The guest was Elton John and it was at Sting's place at Lake House in Wiltshire.

He didn't recognise him. Opps.
 
#6
Jimmy Carr asked me in Swindon Town centre where a Starbucks was.

This is a real lame fame one.... My sisters friend lived in the same street as Billie Piper!!! "NO WAYYY".. "Yeah I know, pretty amazing" "Yeah, totally"
 

Greg

Active Member
#9
I walked past Lionel Richie in New York outside the Trump Hotel, unfortunately didn't get a pic with him or to say Helloooooo, his bodyguard had him straight into a blacked out limo :(

Chris Lord said:
This is a real lame fame one.... My sisters friend lived in the same street as Billie Piper!!! "NO WAYYY".. "Yeah I know, pretty amazing" "Yeah, totally"
Did she used to play her music too loud?
Where's the coat stand gone?
 

Jimlad

Well-Known Member
#10
I walked into a book shop several years ago only to discover I'd randomly wandered into a book signing with Sir Bobby Robson! Decided to buy the book, get it signed, and get a photo. I'll post it if I find it.
 

wac

Senior Member
#11
For a while I owned a chair that used to reside in a local BBC radio station I worked in and had a 1/8 chance of having been sat in by Michael Palin.

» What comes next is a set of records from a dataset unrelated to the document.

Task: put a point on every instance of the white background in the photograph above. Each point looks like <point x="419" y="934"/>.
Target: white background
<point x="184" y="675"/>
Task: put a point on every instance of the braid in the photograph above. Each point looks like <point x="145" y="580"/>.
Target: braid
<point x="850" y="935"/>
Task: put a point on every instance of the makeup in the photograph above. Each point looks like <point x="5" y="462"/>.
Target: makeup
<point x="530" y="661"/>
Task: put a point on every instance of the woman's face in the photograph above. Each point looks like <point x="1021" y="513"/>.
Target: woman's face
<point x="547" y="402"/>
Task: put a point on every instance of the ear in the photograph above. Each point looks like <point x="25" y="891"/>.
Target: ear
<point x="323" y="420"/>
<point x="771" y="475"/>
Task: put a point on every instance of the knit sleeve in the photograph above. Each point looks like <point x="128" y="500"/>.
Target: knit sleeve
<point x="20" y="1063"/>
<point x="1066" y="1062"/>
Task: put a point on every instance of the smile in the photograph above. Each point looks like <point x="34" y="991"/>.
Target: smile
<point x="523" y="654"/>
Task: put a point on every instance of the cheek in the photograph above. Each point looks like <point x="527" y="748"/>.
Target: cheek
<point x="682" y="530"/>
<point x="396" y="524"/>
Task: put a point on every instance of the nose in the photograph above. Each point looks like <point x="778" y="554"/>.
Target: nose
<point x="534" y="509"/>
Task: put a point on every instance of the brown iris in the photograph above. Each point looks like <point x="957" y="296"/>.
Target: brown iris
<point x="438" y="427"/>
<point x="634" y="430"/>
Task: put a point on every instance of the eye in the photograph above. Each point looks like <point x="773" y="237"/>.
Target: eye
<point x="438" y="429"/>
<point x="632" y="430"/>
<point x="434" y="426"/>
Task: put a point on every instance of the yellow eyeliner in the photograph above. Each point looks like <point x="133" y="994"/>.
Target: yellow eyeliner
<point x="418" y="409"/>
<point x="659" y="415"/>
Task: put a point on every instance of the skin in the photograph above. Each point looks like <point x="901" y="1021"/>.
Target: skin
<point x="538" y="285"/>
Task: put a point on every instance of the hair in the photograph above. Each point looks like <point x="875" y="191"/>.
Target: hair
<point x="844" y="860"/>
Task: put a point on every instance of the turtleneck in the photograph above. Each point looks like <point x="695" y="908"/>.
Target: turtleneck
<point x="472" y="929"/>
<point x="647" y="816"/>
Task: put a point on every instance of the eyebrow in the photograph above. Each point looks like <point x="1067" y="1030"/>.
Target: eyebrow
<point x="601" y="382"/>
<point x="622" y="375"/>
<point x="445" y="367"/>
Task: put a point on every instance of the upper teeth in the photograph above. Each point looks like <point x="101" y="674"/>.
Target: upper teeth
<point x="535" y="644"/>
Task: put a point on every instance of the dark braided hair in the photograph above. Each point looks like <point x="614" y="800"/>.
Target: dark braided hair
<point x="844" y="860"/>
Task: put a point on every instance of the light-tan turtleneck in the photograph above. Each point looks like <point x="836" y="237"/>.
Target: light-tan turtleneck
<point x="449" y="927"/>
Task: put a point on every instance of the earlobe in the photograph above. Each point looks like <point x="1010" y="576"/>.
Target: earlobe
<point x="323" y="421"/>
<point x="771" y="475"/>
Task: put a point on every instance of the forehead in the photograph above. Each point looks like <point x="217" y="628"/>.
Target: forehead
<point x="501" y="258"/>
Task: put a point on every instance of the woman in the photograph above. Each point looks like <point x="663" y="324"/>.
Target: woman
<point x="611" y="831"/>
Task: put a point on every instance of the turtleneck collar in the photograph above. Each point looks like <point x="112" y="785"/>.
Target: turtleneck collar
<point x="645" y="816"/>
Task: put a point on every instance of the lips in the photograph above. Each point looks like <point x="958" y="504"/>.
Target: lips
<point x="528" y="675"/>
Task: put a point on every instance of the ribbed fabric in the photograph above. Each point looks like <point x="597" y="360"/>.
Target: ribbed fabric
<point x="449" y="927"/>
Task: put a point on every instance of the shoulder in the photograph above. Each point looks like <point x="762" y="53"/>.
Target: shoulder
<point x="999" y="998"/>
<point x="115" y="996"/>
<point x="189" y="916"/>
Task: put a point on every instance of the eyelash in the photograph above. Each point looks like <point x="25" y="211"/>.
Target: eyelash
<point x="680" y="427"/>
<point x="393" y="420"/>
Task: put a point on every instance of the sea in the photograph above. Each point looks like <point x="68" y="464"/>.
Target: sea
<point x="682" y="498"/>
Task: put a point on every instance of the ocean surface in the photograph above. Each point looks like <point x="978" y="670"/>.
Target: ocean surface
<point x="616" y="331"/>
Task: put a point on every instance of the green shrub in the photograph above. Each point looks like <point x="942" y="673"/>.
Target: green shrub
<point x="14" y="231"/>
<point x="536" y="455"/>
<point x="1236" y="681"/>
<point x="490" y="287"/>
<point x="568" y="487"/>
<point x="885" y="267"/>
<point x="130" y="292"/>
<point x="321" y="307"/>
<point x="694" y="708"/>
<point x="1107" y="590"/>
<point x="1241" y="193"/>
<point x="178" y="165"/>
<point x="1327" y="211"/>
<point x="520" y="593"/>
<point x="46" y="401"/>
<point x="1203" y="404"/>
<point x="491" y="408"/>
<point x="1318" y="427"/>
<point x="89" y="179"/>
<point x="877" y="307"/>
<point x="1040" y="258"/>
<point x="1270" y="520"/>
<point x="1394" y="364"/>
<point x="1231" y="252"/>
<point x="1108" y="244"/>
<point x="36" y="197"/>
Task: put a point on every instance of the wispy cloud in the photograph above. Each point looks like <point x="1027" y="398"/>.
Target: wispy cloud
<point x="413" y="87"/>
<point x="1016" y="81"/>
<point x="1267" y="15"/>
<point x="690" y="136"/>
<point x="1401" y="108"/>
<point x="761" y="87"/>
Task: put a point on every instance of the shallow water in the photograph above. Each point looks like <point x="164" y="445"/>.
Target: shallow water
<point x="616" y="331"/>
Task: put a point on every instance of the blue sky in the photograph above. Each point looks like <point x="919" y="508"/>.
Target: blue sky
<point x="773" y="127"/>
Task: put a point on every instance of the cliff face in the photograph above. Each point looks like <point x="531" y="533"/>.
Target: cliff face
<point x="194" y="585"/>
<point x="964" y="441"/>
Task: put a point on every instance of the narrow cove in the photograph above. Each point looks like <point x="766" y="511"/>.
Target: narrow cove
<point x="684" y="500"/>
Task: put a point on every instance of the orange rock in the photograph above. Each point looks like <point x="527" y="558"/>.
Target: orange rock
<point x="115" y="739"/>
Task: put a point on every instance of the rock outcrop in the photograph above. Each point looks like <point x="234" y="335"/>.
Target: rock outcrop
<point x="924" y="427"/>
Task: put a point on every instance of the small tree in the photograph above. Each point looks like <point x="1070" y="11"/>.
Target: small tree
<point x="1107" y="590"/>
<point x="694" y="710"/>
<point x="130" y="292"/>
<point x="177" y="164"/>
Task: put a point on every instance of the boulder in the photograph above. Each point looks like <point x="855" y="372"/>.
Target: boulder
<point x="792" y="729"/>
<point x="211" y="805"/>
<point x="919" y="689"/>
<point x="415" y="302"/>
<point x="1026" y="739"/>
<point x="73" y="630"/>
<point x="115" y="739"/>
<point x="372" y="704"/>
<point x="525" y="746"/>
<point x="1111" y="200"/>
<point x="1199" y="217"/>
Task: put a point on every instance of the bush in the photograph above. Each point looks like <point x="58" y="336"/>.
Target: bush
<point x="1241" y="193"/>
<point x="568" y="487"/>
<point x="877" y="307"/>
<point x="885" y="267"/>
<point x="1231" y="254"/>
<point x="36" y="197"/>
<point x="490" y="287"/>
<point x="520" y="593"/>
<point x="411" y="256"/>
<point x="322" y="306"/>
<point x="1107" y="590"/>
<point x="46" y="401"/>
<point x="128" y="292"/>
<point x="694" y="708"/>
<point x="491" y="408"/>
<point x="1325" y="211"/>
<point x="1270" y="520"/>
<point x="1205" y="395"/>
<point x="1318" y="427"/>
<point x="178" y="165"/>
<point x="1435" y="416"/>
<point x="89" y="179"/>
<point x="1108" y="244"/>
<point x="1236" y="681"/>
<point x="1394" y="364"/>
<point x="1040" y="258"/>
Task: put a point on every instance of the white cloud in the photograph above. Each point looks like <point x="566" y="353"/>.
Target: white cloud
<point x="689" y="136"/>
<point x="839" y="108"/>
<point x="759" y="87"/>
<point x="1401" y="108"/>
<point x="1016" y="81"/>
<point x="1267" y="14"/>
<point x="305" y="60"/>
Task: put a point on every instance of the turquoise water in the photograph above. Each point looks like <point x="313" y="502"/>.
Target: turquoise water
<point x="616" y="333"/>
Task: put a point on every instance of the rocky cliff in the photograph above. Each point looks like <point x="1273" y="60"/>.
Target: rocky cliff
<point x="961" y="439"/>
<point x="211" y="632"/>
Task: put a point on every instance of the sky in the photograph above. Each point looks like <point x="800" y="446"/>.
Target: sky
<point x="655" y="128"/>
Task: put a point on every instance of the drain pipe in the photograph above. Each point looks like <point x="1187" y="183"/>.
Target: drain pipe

My grandfathers cousins cousin is Julie Andrews.

As a child I once waited back stage at a pantomime to meet the characters from rainbow, they suspiciously never showed.
 

DeanZappy

Senior Member
#13
Got told to cheer up by Ian Brown.

Spilt Jack Daniels on Wayne Rooney

Sold fags to Freddie Flintoff / Paul Dickov / Morrissey (used to work at Sainsburys)

Went to school with a page 3 girl.
 

mrp2049

Senior Member
#20
BenJonesDesign said:
actually I do have a slight one, I have met the DIY SOS team, including good ol' Nic, well pretty grouchy anyway
I was walking to work one day, I thought I saw a £20 on the floor, bent over to check, bonus! It was a trampled £20, as I stood up, Nick Knowles! As I stood up, my internal monologue failed and I said out loud, "**** me! Nick Knowles!"